The future? She hadn't told him that, and he thought, then, that he already knew the answer to his next question, but he asked it anyway. "What's his name?"

And her eyes sparkled. "Erik."


Erik.

She'd finally met Erik.

He'd hoped to live long enough to meet him. He hadn't thought it would come so quick.


"I'm delighted for you," he said, and kissed her cheek. "On both counts."

She hugged him tight. "I know you are."


"I can't wait to introduce you two," she said, two weeks later, and he smiled to himself behind his newspaper. "He plays the piano and the violin and he's a computer scientist as well. You'll love him."

He set his paper down and grinned at her. "I'm sure I will."


It was two days later that he heard the thud upstairs and knew she'd arrived back from sometime. He got up and put the kettle boiling, and was ready to ask her where she'd been, when she stumbled into the kitchen, and he knew something had happened, knew she'd been somewhere terrible, when he saw how pale she was, when he saw her face still splotchy from tears.

"When—" Before he could finish the question, there were fresh tears trickling from her eyes, and he pulled her into his arms to ease her trembling. "When were—"

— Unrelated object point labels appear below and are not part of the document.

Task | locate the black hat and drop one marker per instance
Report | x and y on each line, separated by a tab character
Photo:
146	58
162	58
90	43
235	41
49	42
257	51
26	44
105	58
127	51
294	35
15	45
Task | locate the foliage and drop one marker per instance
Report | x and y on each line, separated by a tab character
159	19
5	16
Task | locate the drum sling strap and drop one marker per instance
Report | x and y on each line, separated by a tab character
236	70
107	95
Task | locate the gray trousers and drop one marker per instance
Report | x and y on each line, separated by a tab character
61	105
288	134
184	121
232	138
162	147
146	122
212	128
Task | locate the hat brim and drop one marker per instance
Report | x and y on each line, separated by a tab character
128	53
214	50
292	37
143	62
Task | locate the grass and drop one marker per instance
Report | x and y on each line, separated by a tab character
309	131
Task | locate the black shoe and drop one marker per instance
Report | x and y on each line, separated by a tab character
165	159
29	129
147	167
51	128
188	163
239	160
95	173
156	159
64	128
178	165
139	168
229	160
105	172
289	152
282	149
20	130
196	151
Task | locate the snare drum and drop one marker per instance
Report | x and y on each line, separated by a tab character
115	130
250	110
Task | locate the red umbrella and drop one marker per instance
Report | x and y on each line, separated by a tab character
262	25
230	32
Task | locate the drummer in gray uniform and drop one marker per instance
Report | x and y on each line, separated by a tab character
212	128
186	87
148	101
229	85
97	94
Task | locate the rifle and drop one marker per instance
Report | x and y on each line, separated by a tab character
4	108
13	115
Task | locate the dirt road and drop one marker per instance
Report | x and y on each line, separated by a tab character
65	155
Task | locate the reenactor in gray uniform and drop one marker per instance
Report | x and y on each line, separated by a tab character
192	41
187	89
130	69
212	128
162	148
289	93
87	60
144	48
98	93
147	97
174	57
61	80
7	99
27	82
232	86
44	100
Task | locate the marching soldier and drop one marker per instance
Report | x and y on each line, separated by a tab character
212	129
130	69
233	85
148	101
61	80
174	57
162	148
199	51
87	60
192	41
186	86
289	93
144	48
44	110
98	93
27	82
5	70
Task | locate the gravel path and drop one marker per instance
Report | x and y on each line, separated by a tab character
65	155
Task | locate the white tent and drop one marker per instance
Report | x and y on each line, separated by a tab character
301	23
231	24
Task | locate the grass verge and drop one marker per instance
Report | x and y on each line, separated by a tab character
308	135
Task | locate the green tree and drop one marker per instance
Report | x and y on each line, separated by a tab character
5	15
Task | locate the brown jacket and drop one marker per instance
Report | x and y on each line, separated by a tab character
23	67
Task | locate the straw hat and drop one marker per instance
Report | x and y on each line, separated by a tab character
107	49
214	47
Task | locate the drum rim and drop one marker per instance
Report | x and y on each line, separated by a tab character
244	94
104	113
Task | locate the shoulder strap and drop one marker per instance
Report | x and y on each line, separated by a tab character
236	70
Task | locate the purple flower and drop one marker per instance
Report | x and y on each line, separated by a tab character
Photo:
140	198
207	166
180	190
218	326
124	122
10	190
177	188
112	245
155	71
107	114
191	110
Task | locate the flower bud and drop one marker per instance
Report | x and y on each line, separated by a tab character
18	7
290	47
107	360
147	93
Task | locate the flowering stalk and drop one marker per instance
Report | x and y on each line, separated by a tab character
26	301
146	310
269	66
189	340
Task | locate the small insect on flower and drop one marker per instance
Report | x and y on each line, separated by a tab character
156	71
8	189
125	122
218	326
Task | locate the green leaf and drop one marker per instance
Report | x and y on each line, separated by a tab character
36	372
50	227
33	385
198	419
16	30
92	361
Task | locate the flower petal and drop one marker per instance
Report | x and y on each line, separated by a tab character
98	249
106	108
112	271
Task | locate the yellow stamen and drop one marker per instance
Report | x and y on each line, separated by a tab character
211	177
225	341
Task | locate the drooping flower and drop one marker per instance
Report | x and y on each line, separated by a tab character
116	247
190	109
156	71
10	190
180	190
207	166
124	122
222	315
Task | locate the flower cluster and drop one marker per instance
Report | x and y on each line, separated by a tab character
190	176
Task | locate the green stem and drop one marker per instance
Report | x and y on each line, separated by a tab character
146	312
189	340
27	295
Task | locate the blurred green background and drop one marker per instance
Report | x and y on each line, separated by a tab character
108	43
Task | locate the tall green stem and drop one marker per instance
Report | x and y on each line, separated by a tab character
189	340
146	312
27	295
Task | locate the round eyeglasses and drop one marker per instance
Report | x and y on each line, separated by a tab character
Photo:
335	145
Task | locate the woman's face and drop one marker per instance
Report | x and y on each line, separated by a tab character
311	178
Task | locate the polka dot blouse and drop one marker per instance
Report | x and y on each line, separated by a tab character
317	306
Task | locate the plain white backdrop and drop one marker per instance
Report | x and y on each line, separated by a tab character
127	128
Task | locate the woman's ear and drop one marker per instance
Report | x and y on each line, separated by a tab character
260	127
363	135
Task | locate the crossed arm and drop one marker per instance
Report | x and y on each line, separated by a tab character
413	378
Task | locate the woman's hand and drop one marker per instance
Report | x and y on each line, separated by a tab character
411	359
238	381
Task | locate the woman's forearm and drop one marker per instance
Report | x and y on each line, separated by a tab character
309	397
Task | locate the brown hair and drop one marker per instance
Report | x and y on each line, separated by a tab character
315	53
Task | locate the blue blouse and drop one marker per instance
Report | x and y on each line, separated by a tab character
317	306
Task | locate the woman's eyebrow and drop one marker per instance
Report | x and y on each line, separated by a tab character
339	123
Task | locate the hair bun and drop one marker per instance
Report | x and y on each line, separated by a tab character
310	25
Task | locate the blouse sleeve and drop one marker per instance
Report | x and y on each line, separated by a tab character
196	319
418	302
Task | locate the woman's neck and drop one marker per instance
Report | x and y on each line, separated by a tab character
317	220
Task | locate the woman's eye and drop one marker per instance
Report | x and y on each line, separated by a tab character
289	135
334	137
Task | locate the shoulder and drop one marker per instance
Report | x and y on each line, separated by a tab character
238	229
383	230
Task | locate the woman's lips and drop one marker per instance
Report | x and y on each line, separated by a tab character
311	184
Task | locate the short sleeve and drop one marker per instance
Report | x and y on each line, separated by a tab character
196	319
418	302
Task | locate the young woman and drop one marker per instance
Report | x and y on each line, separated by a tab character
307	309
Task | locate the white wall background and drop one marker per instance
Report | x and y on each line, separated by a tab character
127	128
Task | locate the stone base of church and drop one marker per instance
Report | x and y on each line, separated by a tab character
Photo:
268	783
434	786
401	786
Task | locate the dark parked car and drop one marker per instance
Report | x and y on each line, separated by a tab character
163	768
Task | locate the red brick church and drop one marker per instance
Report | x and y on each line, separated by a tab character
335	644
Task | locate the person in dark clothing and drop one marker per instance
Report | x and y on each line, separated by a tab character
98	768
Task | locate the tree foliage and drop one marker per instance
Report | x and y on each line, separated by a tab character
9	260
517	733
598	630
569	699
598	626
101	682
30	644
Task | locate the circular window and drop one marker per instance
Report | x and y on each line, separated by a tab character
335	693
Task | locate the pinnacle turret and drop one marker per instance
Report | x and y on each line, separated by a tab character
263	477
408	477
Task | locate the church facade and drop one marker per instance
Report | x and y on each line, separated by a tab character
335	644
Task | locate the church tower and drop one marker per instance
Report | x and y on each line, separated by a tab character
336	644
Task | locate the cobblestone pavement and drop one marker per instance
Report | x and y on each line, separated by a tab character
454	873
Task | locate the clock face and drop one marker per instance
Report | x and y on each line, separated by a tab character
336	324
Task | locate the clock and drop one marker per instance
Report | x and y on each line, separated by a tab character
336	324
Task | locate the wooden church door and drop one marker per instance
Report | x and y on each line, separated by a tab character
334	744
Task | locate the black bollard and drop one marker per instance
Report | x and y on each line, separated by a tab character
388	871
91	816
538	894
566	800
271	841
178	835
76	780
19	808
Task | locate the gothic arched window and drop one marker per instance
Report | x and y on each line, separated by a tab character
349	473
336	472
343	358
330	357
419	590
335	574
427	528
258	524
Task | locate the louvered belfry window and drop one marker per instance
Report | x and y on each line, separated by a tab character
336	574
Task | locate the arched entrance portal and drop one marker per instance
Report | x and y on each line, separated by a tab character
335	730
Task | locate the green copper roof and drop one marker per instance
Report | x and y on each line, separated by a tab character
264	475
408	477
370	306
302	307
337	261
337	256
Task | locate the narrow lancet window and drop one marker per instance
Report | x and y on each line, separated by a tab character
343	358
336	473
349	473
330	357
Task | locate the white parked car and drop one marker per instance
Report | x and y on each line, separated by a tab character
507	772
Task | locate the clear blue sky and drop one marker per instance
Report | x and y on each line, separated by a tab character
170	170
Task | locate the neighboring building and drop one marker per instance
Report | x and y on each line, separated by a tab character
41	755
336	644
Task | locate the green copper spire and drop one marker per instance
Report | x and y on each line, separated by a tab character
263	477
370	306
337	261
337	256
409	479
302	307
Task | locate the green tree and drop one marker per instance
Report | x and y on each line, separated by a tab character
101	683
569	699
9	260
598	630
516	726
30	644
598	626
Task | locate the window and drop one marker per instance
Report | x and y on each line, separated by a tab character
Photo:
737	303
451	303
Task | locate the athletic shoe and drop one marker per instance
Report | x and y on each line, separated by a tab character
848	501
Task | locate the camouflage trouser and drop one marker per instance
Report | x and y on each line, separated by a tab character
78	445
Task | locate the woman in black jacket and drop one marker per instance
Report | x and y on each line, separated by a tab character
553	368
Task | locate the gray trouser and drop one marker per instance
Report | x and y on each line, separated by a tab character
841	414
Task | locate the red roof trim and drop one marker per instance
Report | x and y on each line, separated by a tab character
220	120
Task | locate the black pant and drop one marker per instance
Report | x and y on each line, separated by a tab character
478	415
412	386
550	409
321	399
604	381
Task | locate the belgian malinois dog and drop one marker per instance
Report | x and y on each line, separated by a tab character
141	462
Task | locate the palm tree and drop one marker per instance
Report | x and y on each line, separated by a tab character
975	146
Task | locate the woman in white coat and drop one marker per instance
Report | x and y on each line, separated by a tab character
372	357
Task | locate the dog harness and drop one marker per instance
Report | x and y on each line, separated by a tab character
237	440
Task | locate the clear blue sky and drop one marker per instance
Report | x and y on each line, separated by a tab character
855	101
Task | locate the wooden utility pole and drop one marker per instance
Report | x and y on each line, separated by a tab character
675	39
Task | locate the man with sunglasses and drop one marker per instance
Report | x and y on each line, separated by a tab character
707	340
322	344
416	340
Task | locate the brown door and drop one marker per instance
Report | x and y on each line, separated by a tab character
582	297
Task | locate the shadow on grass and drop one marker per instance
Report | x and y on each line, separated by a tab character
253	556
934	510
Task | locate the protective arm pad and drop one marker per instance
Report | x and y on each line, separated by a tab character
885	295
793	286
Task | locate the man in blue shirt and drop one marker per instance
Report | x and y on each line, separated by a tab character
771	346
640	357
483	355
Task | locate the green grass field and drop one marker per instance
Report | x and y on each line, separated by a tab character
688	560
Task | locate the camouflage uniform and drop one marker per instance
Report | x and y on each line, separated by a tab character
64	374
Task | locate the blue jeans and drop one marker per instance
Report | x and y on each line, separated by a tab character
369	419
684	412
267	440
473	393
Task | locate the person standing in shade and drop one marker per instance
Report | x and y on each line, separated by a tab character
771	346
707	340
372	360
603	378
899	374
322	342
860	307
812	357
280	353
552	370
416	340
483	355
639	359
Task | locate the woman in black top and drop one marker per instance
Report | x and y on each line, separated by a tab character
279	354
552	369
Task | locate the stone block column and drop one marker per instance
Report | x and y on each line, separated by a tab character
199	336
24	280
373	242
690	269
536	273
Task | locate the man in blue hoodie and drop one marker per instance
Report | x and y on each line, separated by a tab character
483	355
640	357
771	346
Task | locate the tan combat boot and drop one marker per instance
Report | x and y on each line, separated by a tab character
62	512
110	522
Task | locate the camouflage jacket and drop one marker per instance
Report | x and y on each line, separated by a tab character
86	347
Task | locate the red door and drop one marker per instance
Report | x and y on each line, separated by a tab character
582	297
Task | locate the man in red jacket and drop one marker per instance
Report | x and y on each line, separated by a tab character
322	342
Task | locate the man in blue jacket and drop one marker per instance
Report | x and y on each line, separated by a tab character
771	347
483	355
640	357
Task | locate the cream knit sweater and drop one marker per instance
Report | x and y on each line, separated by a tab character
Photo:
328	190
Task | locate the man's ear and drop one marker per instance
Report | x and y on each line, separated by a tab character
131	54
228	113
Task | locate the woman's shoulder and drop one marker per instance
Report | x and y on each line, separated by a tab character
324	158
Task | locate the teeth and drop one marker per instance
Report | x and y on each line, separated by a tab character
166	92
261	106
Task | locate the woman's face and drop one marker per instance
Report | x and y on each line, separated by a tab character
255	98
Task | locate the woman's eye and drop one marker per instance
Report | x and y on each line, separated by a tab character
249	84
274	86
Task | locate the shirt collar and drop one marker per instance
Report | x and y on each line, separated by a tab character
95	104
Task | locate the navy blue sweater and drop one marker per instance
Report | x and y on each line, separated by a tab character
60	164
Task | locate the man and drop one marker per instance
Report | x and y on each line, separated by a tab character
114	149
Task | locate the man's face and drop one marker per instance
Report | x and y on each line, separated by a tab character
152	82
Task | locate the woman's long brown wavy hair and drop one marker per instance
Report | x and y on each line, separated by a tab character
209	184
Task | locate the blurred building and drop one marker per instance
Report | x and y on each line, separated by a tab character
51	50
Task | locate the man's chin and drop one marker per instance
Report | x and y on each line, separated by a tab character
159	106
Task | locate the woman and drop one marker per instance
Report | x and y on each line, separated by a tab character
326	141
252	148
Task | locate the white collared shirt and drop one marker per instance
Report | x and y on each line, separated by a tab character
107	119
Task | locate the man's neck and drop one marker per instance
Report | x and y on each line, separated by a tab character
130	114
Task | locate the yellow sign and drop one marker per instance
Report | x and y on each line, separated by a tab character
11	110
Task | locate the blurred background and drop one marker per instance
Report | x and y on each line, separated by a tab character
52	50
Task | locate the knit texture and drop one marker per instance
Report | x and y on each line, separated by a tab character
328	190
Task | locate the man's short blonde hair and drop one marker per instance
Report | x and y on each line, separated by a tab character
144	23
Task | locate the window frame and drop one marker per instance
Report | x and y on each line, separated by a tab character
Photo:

"I was with Philippe when he died." Her voice breathless, a gasp. "I was there as they pulled him from the water and I tried to stop the bleeding but I couldn't, Raoul, I swear I tried but I couldn't and he died, and he died and I was holding him—" a rush of words and she choked on a sob and the tears were burning in his own eyes, she was there when Philippe died, she was there when he died, she was there she was there, she was there… And he gasped against the pain lancing through his chest, and held on tight.


(When he could breathe again, he swallowed and kissed her hair and whispered, "I wondered if you might have been," and she was still trembling as he reached into the cabinet and took out the bottle of whiskey. The mugs were already on the table from the tea he never made, and he poured a measure into each of them, and passed hers over to her.)

("A toast," he whispered, "to Philippe," and they each knocked back their shot. It burned as he swallowed, made his eyes water again, and he poured another. "A toast to Sorelli," and they clinked their glasses again, and he gasped this time as he swallowed it, and Christine's hands were still shaking but she had been there, she had been there, how—why did she have to be there? "And a toast to you," he whispered, "that there was someone he knew at his side." And fresh tears trickled from her eyes as he poured it.)

(Philippe had known her, he knows, has always known, to some extent. Did he know she was there that day? Was he aware of it in some way? And was it a comfort to him if he did, to be in the arms of someone he'd cared about?)

(Questions with no answers, questions begetting more questions, and he does his best not to think about them, his best not to wonder, but they come again anyway, and there is no not-wondering. There is only knowing what he knows, and trying to figure out the rest.)